SEARCH WITHIN CONTENT
Pernille Darling Rasmussen
Citation Information : Scandinavian Journal of Child and Adolescent Psychiatry and Psychology. Volume 7, Pages 1-2, DOI: https://doi.org/10.21307/sjcapp-2019-004
License : (CC-BY-NC-ND 4.0)
Published Online: 25-April-2019
“Blessed are the hearts that can bend; they shall never be broken.” —Saint Francis de Sales*
Thousands of children have watched the Disney cartoons in which the main character mourns the loss of a loving and caring parent. A perilous and difficult time lies ahead during which the main character almost succumbs, but then meets friends and succeeds in the formation of healthy and enduring relationships. This is the turning point. In the end, the main character grows up to become a strong adult with a bright future. It is hardly conscious, but Disney has produced several movies that confirm an emerging realization in the research regarding resilience: a strong correlation exists between the relationships we have with our parents (or, in some cases, “significant others”) and how resilient we become to deal with life’s injustices later in life. In a review and concept analysis, resilience was defined as “the process of effectively negotiating, adapting to, or managing significant sources of stress or trauma. Assets and resources within the individual, their life and environment facilitate this capacity for adaptation and ‘bouncing back’ in the face of adversity” (1). It has further been suggested that adversity in itself is a vital part of developing a resilient mindset (2,3). Bell-Tolliver and colleagues (4) state that the “capacity to rebound from adversity, misfortune, trauma or other transitional crises” results in children who are “strengthened and more resourceful.” Altogether, this indicates that research may have focused too much on risk factors, and putting increased focus on potential protective factors may help identify the factors responsible for the appearance and facilitation of resilience.
This may prove to be one of the more important points of the literature to consider; life does not have to be without adversity to turn out well.
However, resilience has played a less significant supporting role in psychiatric treatment strategies up until now, which may at least partly be due to difficulties in the process of defining and conceptualizing. Hence, resilience as a concept has also been subjected to criticism (5). To mention one problem, there is overlap between resilience and related psychosocial concepts, which suggests a need for improved uniformity in terminology (6,7).
It was previously believed that some children had a particular aptitude for overcoming adversity, leaving little or no room to work with the concept for clinical purposes. However, when reviewing the literature, Rutter (8) found that no combination and no severity of risk factors seems to cause negative developmental trajectories in more than half of children. Nevertheless, reviewing theories on resilience, Fletcher and Sarkar found most definitions to be based on two key concepts: adversity and positive adaptation (9). Hence, what lies ahead is exploring the potential key factors of the ability for positive adaptation.
Turning back to this question of what may be the determinant of the ability to adapt to adversity and continue a positive developmental trajectory, we may find inspiration from existing research such as from Emery and Forehand.

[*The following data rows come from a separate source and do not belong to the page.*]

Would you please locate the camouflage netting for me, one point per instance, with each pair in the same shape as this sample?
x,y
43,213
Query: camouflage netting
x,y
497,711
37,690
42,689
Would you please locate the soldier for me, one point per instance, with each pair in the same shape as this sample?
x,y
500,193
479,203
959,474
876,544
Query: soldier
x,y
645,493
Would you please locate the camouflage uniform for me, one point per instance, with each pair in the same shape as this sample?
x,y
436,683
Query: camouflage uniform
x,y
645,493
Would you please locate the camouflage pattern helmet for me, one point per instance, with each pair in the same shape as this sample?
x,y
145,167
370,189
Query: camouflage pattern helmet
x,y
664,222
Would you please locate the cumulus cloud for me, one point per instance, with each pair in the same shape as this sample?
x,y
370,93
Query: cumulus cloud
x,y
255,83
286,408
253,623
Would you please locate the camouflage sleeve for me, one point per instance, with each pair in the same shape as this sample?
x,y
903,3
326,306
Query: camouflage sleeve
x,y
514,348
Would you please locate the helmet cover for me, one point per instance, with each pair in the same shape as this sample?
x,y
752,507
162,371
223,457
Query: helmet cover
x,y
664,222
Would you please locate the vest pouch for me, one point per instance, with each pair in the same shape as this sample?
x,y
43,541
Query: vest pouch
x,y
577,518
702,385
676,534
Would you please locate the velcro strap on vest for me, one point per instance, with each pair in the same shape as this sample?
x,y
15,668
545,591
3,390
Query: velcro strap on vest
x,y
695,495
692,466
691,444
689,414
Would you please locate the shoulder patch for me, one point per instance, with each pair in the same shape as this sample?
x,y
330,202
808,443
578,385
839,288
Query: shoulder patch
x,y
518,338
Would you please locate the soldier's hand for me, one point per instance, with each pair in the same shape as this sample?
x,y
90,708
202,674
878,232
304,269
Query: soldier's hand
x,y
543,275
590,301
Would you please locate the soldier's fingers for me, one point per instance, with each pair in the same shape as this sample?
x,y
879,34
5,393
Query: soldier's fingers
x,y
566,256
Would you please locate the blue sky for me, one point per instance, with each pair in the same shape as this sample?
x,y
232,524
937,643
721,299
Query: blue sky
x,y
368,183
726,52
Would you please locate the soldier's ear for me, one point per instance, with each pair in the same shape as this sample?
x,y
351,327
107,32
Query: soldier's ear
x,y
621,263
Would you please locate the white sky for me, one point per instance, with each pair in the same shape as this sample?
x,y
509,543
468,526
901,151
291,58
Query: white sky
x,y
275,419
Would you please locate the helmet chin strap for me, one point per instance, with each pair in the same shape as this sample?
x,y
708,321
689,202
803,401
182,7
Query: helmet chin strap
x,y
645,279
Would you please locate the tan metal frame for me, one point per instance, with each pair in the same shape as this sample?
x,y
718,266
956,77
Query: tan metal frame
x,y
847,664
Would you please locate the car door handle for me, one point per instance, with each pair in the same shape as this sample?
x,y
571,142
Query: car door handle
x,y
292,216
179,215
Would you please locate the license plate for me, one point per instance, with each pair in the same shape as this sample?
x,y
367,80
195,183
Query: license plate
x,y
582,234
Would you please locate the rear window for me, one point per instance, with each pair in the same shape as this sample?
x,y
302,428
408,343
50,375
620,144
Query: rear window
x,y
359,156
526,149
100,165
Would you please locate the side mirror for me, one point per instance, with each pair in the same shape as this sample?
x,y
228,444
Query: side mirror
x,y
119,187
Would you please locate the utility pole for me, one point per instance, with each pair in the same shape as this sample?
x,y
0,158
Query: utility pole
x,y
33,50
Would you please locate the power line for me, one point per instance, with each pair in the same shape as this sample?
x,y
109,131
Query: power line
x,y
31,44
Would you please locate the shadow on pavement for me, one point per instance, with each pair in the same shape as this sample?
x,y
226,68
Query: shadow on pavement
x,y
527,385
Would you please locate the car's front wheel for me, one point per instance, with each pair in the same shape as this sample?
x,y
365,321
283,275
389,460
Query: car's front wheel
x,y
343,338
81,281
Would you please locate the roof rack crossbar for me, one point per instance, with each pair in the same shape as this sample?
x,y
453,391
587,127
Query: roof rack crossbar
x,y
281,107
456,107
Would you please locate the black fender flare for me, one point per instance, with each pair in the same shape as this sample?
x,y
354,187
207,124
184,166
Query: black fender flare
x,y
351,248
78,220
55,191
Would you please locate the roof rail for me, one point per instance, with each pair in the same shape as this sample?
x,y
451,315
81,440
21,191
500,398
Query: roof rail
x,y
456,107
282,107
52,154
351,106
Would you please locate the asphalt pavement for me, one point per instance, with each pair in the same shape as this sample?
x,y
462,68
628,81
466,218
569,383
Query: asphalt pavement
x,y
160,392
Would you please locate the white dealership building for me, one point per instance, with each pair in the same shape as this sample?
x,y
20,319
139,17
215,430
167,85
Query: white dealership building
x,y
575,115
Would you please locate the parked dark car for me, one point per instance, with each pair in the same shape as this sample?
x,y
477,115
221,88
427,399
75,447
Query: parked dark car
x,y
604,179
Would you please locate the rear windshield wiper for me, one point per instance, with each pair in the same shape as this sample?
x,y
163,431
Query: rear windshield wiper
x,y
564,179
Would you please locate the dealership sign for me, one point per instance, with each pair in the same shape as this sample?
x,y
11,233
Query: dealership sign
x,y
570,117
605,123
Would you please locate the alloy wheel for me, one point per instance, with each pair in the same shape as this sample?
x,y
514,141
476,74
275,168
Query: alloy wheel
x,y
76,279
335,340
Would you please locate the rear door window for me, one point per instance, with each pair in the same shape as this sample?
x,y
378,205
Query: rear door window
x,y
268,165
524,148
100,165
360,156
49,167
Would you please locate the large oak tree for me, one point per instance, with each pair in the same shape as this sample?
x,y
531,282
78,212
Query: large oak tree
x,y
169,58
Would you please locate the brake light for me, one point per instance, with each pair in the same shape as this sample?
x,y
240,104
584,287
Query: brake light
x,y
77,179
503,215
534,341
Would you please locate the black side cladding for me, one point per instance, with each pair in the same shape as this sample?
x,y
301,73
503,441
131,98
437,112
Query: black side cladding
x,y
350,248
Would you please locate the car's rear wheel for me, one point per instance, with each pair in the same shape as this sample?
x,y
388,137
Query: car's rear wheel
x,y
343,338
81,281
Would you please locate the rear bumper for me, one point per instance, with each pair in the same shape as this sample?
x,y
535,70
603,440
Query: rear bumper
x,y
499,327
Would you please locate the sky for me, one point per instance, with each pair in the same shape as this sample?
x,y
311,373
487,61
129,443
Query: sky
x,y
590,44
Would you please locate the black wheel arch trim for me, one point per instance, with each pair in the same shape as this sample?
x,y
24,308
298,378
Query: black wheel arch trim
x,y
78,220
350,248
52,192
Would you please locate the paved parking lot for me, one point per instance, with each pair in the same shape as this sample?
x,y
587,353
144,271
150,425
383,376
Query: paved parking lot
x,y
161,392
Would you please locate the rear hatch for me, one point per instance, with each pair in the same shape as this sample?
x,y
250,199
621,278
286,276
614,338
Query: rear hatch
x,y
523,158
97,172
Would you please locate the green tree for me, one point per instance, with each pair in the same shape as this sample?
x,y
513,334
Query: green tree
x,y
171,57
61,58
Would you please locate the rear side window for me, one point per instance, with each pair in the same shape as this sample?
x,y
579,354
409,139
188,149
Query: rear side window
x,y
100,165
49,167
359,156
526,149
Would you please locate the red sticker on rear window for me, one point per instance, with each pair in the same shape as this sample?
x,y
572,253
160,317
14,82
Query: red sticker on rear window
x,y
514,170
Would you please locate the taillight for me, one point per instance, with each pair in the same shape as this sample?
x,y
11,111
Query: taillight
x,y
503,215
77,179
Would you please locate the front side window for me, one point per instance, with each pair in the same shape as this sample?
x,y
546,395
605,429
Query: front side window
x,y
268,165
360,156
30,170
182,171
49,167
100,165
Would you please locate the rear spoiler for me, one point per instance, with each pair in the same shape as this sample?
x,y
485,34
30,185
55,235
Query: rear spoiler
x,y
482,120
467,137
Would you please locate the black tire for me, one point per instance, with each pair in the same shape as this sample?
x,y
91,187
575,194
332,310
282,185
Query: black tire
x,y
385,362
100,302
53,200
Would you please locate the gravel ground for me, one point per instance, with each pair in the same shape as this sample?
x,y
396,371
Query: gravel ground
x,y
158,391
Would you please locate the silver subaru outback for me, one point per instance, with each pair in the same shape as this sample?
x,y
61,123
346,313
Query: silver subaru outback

They state that individual characteristics in a child are unlikely to develop without a relationship with at least one adult in which they feel worthy and loveable (10). Inspired by this, Nicola Atwoll has conducted a narrative review asking the question of whether it is time to view attachment theory and theory on resilience as complementary rather than in parallel (11).
Important key features in attachment behavior include proximity seeking behavior and the use of the primary caregivers as a secure base from which the world can be explored. The securely attached child will rest assured in the parents to provide a safe haven for them to return to in need, whereas the insecurely attached child will have more negative expectations.
More clinical and epidemiological research exploring the processes underlying resilience is needed if the concept is to be included effectively in clinical settings and in the development of preventive measures. However, findings suggest that in the near future we may be able to asses some key factors in resilient development (12).
What you give to a child you can expect to come back tenfold—for better and for worse. This does not apply only to the typically developing child but also to children with innate vulnerabilities. Hence, future treatment strategies should include factors other than the somewhat narrow symptom-based approach we have had for many years. Resilience research may signify a change in perspective and a time to broaden our focus in child psychiatric treatment strategies.